あたしは自分の手の平に乗る程度のお皿を、床に並べながら「ハンバーグだよ」と笑って答える。
太一君はネクタイを外すふりをして、ピンクのカーペットの上に座り込んだ。
そしてパタパタとやって来たあたしの膝元には娘の早紀ちゃんが、太一君の元には犬の美里ちゃんがはりついた。


「わんわん!わん!」
「ママ、あたしもお腹空いたよー」


あ、言葉足らずだった。
自称犬役の美里ちゃんと、娘役の早紀ちゃんもカーペットに正座をしてまっている。
あたしはお母さん兼、太一君の奥さん役なので「じゃあご飯にしよっか」と早紀ちゃんの頭をなでた。

園児達人気のごっこ遊びは、いつの時代もおままごと。
ただ最近の子達のおままごとは、なんともまあ現実的だ。
ところどころリアルが混じっていたり、苦笑いしてしまうような事を言ったりする。
最近のドラマの影響なのか、園児が主役のアニメのおかげか、おままごともあなどれない。
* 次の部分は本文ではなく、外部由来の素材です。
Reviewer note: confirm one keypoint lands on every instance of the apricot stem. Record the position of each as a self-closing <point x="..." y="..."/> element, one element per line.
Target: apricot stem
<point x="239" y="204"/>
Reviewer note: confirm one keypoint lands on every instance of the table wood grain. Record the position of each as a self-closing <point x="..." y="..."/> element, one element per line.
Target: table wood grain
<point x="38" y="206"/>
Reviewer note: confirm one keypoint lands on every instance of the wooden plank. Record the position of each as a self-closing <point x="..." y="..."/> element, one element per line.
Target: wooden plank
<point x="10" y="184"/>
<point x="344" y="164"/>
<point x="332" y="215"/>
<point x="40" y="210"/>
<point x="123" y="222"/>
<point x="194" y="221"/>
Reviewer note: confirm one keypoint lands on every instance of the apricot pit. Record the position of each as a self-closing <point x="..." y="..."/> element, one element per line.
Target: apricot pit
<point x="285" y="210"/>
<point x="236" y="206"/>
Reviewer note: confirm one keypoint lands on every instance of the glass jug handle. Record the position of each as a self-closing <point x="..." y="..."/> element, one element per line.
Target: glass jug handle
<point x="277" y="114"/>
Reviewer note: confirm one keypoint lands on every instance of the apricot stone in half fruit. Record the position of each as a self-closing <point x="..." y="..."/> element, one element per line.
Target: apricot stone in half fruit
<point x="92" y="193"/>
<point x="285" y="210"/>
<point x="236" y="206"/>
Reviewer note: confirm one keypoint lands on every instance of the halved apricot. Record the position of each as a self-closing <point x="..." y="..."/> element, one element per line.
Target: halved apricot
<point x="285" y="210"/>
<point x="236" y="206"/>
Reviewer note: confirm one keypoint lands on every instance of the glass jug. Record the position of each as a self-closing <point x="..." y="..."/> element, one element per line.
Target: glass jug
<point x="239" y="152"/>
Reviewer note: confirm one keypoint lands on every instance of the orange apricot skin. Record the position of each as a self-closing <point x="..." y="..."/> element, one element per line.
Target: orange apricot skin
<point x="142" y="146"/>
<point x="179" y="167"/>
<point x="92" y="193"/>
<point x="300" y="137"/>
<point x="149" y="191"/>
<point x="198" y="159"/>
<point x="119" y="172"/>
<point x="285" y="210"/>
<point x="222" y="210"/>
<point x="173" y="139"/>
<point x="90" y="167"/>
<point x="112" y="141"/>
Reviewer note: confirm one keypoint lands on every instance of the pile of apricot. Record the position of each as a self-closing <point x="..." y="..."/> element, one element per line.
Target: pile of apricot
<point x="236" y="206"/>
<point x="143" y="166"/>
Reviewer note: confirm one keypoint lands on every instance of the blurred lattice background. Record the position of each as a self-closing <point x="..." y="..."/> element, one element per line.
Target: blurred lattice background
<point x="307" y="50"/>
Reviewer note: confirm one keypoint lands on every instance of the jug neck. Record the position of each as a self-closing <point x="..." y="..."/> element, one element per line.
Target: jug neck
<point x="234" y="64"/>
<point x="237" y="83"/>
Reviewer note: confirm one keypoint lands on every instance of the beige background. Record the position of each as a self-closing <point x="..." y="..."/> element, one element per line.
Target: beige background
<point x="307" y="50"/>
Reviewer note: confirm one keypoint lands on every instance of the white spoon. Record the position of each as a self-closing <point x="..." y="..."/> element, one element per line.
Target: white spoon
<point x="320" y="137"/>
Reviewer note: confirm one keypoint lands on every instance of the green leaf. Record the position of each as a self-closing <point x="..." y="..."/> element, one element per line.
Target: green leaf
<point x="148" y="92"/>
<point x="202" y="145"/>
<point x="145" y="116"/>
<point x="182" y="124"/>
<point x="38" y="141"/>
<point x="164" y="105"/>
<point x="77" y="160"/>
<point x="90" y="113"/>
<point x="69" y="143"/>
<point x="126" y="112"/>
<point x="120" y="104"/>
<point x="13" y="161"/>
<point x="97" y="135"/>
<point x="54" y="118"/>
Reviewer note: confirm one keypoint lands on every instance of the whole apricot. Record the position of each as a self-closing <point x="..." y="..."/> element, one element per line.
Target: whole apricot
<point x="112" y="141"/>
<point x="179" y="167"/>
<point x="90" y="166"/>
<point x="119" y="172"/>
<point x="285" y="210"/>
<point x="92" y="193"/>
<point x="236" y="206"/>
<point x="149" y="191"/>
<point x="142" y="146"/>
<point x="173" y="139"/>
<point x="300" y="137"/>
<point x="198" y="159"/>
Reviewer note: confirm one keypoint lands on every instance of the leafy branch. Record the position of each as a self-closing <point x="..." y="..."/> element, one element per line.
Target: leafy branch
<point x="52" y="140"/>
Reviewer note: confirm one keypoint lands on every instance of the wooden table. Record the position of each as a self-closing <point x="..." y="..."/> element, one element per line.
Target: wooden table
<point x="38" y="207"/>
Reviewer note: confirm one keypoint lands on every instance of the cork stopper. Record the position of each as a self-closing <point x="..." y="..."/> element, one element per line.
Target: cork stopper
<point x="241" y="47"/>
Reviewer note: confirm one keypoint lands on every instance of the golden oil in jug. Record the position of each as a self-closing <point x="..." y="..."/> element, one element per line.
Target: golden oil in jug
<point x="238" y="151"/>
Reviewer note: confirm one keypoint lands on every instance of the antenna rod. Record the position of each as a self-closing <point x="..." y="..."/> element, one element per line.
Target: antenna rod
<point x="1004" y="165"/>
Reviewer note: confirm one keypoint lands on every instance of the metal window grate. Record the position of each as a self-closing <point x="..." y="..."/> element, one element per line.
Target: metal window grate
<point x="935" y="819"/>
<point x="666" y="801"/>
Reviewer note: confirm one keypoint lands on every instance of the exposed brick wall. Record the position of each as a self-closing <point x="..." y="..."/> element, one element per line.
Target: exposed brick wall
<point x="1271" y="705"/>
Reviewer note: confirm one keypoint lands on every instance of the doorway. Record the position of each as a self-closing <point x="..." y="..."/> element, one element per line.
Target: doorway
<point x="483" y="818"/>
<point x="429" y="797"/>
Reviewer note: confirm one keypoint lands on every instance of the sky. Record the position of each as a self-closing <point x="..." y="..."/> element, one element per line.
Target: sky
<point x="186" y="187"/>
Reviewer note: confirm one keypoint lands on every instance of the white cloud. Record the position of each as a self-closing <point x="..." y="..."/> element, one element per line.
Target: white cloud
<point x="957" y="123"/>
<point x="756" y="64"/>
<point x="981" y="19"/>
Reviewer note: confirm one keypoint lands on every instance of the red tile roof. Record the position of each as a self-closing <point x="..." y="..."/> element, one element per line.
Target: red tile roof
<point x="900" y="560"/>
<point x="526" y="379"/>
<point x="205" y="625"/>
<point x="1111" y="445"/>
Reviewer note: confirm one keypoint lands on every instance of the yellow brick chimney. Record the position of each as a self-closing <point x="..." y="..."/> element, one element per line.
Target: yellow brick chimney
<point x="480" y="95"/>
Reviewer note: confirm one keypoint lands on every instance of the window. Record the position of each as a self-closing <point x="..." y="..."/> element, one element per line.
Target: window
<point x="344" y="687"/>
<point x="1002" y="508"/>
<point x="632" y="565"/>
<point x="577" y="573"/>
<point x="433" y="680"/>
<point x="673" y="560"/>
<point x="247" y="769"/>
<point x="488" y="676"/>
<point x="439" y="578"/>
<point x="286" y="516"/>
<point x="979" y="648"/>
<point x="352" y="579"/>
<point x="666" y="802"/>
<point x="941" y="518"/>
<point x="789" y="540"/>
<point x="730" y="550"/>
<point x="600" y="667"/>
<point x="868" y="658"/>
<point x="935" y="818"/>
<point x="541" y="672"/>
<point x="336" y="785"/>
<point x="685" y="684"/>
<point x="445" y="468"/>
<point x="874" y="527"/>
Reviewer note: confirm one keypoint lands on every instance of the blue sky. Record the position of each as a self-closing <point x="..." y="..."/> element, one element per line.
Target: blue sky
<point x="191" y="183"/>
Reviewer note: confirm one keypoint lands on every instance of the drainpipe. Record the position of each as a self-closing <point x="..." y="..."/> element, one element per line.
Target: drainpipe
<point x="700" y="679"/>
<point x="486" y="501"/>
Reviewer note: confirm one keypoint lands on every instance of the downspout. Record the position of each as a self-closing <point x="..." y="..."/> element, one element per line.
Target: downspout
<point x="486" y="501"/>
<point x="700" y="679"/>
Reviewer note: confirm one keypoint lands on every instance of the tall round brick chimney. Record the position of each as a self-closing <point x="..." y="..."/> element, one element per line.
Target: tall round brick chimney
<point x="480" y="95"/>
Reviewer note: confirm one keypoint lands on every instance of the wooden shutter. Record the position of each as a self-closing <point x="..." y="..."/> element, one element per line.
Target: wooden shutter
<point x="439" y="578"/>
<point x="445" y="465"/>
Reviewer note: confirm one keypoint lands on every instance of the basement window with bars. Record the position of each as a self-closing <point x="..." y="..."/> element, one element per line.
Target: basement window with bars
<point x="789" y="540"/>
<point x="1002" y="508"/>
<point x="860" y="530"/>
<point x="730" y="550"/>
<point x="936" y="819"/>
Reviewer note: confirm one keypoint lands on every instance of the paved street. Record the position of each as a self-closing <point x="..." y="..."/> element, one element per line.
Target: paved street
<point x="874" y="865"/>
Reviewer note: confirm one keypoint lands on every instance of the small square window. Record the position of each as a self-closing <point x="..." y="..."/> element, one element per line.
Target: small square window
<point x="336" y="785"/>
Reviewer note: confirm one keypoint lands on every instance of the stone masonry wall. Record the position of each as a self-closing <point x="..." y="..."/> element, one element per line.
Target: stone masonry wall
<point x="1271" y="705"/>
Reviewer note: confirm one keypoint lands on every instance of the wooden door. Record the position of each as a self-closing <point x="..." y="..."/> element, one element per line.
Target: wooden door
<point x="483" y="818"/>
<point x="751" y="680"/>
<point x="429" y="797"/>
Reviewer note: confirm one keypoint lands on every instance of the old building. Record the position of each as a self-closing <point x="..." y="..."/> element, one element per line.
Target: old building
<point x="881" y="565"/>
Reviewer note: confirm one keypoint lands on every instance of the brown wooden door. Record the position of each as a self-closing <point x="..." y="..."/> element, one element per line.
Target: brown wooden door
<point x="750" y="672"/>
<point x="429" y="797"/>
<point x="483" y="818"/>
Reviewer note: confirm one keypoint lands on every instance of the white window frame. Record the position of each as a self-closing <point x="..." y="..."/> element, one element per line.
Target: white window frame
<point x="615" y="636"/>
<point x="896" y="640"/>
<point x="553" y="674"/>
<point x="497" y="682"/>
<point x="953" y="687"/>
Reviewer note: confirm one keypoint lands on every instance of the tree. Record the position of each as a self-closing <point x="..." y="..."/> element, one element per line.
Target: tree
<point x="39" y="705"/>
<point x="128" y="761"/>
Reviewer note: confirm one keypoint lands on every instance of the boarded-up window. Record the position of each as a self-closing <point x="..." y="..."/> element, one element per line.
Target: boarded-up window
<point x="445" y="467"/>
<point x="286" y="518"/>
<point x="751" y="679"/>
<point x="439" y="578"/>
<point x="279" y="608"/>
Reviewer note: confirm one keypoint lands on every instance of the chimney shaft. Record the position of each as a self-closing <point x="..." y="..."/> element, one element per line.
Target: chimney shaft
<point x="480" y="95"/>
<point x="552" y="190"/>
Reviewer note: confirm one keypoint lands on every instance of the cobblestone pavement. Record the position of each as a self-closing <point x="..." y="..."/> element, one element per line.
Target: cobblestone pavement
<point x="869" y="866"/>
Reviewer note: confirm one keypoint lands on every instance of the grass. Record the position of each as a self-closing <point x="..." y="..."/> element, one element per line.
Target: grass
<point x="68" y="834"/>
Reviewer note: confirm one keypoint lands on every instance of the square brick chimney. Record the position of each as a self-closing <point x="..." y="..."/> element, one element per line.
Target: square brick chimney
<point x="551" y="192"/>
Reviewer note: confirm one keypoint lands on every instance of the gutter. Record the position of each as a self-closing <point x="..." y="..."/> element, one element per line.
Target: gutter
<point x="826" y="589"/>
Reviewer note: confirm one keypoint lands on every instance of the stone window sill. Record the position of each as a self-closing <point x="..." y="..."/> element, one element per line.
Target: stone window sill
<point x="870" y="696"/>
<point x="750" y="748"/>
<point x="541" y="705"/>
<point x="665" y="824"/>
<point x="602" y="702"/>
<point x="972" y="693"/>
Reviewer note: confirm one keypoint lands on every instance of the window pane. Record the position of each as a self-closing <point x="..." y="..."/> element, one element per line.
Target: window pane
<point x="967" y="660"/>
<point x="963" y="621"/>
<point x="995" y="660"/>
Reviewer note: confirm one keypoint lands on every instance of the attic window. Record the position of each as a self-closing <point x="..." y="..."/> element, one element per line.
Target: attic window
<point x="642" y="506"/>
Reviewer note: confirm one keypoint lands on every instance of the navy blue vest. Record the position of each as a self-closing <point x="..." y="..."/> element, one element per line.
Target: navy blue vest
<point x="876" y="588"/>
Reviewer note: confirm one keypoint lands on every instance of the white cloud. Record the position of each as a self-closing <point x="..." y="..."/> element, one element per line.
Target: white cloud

プラスチックのフォークを手に持ち、これまたプラスチックのハンバーグを食べるふりをする。
少し大袈裟なぐらいに付き合わないと、子ども達はすぐ機嫌を損ねる。
この子たちは、変わりやすい天気みたいなものだと思う。
パワフルで、なにをやらかすかわからない。
それだけ大変で体力も使うけど、可愛いくてしょうがないのだ。

チャイムが鳴り、あたしは手を叩きながら言った。


「はいはーい!みんなお片付けの時間だよー」
「えーまだ途中なのにー」
「続きは明日ねー!ほらーみんなおもちゃカゴにしまって」


片づけている最中で、エプロンの端を引っ張られ振り向く。
太一君が少し赤らめた顔で立っていてあたしは「なあに?」と返事をした。
すると太一君が内緒話するように、耳元でそれほど小さくもない声で言った。


「おれね、静香せんせーのこと大好き」
「先生も太一君大好きだよー」


そう言って頭をなでる。
くすぐったそうに身をよじり、ぎゅーっと抱きしめてあげると、嬉しそうに笑う。
あたしは可愛いなあと思いながら、太一君の手を引いた。